Low Byte & High Byte

Hello all

I had a question regarding a Low byte and high Byte to an INT.

Ex. say you have a binary 8 bit low byte representation of 10110111 which equates to 183 decimal value and then a high byte representation 10001111 which equates to 143 decimal, what is the theoretical way of "combining" the low byte and high byte in "binary" then reading the value as one (word). I know in logix 5000 their are ways of combining these two, but that is not the method I'm looking for, I'm specifically looking for the method we learned in school how to equate this. I just can't remember how to do it. Thanks in advance

bit shift the high to the left 8 bits and then do an OR ??

@ peter that works, but do you have a more universal approach to doing this, because some processor don't have shift registers, i remember their was a way to multiply by 256 or something, i just don't remember.

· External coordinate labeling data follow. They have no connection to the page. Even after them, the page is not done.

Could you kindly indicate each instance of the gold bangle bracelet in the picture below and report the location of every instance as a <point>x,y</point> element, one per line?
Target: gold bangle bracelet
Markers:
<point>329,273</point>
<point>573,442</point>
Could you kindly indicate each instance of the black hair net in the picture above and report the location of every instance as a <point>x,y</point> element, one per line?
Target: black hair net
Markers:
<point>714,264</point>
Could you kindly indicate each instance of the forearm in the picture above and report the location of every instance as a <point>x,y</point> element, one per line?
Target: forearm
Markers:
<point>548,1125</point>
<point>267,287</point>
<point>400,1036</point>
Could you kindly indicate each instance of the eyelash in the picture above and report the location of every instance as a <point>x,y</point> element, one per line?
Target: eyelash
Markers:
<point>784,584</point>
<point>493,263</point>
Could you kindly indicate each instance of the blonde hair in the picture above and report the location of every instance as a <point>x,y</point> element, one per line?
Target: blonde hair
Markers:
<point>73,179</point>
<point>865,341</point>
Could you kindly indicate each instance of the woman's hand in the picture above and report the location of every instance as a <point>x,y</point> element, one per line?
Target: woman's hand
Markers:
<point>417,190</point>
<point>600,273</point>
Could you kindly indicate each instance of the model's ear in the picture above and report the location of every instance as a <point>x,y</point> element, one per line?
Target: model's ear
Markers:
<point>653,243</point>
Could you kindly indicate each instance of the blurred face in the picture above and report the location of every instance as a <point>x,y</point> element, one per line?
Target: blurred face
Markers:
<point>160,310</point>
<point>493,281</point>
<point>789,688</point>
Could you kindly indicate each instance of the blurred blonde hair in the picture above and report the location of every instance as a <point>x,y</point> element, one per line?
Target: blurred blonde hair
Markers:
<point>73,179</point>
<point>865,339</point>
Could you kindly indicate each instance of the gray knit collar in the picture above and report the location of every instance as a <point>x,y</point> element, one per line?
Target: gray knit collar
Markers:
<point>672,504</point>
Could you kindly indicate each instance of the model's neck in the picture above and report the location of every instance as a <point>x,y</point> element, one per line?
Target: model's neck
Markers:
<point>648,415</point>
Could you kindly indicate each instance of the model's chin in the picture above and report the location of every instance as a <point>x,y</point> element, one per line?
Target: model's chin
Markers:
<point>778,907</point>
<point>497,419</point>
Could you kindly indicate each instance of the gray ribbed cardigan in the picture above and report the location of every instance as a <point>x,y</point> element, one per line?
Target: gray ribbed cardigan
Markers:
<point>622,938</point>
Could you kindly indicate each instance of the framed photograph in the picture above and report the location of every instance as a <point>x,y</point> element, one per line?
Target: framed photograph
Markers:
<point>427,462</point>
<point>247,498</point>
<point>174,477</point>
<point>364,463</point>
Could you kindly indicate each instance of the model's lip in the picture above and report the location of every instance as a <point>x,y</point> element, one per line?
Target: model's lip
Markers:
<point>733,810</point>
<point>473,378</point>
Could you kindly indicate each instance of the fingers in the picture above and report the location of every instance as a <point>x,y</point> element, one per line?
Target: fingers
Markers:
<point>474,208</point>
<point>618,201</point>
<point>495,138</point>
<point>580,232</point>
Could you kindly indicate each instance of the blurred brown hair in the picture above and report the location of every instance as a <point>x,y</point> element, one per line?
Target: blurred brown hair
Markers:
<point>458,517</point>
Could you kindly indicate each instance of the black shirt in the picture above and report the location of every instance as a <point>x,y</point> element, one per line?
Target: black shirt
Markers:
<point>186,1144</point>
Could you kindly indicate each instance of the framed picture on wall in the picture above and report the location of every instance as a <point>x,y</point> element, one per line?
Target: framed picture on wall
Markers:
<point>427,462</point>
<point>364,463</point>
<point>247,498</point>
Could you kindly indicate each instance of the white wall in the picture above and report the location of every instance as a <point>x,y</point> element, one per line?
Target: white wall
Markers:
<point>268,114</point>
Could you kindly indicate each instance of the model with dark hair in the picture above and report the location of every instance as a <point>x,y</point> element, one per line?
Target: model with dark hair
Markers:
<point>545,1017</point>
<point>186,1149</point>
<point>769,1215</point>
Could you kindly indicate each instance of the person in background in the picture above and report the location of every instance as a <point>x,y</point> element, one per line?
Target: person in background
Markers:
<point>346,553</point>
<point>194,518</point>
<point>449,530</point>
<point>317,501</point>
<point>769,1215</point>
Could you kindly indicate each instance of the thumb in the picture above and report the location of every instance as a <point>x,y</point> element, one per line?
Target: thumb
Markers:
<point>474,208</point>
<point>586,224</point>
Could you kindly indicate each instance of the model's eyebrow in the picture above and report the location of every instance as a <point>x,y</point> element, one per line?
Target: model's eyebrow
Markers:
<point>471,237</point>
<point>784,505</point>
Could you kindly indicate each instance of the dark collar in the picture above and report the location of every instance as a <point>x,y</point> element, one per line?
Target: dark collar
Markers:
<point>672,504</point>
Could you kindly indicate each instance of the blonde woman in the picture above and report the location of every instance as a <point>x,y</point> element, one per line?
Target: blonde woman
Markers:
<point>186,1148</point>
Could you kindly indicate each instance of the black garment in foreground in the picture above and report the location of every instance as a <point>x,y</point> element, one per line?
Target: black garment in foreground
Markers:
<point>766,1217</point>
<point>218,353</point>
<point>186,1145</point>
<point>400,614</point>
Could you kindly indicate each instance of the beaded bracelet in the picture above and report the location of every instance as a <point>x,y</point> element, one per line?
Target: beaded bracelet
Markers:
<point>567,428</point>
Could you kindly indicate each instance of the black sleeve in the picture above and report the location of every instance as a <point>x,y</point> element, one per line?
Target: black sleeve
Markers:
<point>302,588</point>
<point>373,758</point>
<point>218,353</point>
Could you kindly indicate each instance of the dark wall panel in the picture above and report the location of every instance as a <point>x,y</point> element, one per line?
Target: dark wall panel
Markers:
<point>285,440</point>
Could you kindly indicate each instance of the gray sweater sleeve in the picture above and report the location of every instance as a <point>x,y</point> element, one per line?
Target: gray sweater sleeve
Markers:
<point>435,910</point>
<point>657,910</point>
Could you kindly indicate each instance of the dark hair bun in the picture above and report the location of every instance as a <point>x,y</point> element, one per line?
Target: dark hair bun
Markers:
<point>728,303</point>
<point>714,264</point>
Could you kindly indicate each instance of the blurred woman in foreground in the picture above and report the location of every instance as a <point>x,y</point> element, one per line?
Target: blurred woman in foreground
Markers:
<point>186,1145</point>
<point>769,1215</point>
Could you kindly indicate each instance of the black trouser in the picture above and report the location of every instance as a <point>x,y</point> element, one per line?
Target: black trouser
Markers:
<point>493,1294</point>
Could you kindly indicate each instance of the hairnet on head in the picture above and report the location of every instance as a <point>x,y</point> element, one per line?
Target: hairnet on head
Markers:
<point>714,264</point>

You shift bits left by multiplying by 2ⁿ where n is the number of bits you want to shift. An 8 bit shift is 256.

With a CPT statement it is

CPT DestinationTag (HigByteTag*256)+LowByteTag

@ TConnolly thanks, that was the approach i was looking for, followed with that you included a "+" operator in your CPT instructin. So my question follows is that an addition of the resultant binary numbers or an "OR" of the binary numbers to get the low and high byte as a word? Unless we are taking the low and high bytes as decimals?? please explain.

In this case it doesn't matter if you OR or ADD. After the shift the lower 8 bits are all 0, so there are no bit carries.

@ Tconnolly thanks